Spotlight on: Josephine Egan, senior investigator at NIA
NIA’s Josephine Egan, M.D., shares her COVID-19-related research and lessons learned about working in the lab during the pandemic.
During her more than 20 years at the National Institute on Aging (NIA), Senior Investigator Josephine Egan, M.D., has researched potential ways to intervene to prevent or slow age-related disability, conditions, and diseases, including diabetes. When SARS-CoV-2, the virus that causes COVID-19, took root in 2020, Egan, who is also chief of the NIA Laboratory of Clinical Investigation, quickly realized her lab’s repository of taste bud cells could be a significant and valuable resource in combating the disease.
Making a difference, one project at a time
As part of their recent research on taste receptor cells and taste stem cell function and how they differ with age and age-related diseases, Egan’s scientific team had already gathered a repository of taste papillae cells from the tongues of more than 100 people, 20 to 80 years of age. Papillae are the small bumps that cover the surface of the tongue. The team had cultured and propagated those cells into taste organoids, which are small 3D cell structures that are created outside of a living body to mimic what is happening inside.
The team hypothesized that taste receptor cells were an ideal environment for asymptomatic infection of SARS-CoV-2. When people are unknowingly affected, it can be even more challenging to contain community spread of infection. Egan submitted a proposal focused on studying the interaction of SARS-CoV-2 and taste receptor cells to the Intramural Targeted Anti-COVID-19 (ITAC) funding program and ultimately was awarded support to move forward.
A key to this research is ACE2, which stands for angiotensin-converting enzyme 2. ACE2 is a protein that sits on the surface of some cells and is a known receptor for SARS-CoV-2, meaning the virus can attach to it, gain access to the cells, and make copies to spread the virus. Egan and her team have discovered that ACE2 is present on a subset of taste receptor cells. Therefore, it is possible for the virus’s spike protein to find a home within the taste buds in taste papillae. They also found that, in some cases, people who have recovered from COVID-19 have disrupted stem cell turnover in taste papillae, which could explain why some people have had ongoing taste changes even after the acute phase of COVID-19.
The goal now is to grow organoids of those stem cells to see if they contain ACE2, and then find out if the spike protein binds to them.
“If we can prove that is true, then we would have a model on which we could look for a whole host of things that might prevent or disrupt the ability of the spike protein to bind to ACE2 receptors in taste papillae,” Egan said. “That’s our goal and the one we will be working toward during the next year or two.”
Ultimately, this research could help discover methods to decrease the amount of the viral load in taste cells and lower the chance of transmission.
Progress even in challenging times
This science is taking place during a time when laboratory research looks much different than in the past. For example, before COVID-19, as many as 75 people might be working in the Baltimore-based NIA Clinical Research Center. Now, Egan and her team must schedule shifts to minimize the number of people at work so they can physically distance at six feet apart. They also must wear masks and disinfect work areas regularly. These safety protocols make some tasks, such as shared viewing of samples underneath a microscope, more difficult than it used to be.

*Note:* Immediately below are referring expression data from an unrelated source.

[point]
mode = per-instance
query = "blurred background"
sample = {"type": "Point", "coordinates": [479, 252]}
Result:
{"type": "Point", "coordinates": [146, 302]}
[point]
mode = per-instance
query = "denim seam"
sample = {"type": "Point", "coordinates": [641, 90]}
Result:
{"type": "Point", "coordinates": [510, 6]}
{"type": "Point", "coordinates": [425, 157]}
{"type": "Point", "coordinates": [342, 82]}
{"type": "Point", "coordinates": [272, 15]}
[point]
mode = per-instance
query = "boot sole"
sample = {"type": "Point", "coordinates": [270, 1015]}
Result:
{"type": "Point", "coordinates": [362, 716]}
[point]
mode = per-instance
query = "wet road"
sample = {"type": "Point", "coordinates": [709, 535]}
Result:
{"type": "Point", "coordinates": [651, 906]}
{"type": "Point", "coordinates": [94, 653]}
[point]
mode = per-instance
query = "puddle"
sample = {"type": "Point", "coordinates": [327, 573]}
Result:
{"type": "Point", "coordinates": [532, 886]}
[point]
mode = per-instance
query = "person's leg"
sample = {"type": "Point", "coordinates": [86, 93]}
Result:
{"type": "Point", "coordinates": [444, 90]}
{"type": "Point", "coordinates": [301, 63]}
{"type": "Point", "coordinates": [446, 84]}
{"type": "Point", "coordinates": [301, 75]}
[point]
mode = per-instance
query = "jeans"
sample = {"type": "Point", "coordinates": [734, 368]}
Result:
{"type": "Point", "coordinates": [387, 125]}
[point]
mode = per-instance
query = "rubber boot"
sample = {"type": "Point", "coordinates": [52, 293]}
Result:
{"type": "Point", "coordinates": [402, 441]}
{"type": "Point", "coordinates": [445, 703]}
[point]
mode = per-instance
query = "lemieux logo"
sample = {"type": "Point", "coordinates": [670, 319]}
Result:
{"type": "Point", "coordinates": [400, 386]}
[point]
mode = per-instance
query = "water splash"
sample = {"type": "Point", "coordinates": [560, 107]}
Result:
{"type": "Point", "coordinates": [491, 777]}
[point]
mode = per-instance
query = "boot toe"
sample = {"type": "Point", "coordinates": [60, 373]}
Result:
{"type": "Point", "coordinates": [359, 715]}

“You miss the closeness of saying ‘look at this,’” Egan said. “Is this what I think it is? Can you look?”
Now Egan and her team must carefully leave their sample slides near the microscope after viewing and walk away before the next investigator can enter the area, disinfect it, and reload the slide to look at it. Then the safety measures begin again.
“This makes it difficult to keep the project on track because tasks take longer to complete,” Egan said, adding that especially if they are working in teams, physical distancing makes it difficult to connect around what is completed and what remains to be done.
Regardless, Egan and her team have been able to gain some insights, such as showing that ACE2 is expressed in a subset of taste receptor cells. Most important, they are still on track to meet their long-term goals.
Still, looking back, Egan said she would not change much because her work is still moving forward despite COVID-19 challenges. However, she realizes that talking with more National Institutes of Health researchers beyond NIA, especially with those studying taste, would have helped increase her network of expertise. She finds networking more difficult to do virtually because, in her words, “I am a chatty, excitable type who has trouble connecting with people via Zoom.”
What if another pandemic was to occur? Egan has a few ideas of how things could run more smoothly. For example, she suggests adding a Clinical Laboratory Improvement Amendments (CLIA)-certified lab at the NIH Baltimore campus to enable on-site processing of diagnostic tests. She also suggests assembling a subcommittee of people who meet a few times a year and pre-emptively create scenarios of problems that could occur and ways to solve them.
Egan’s biggest lesson learned has been to question what she is doing and to not try to preserve a certain way of operating. COVID-19 has created a sense of urgency in everything she does, and she no longer hesitates on an idea or considers a different way of looking at things. Rather, if she thinks it will help her research, she will do it right then and there.
“No putting things off until the next day,” Egan said. “If it’s worth doing at all, you should do it now.”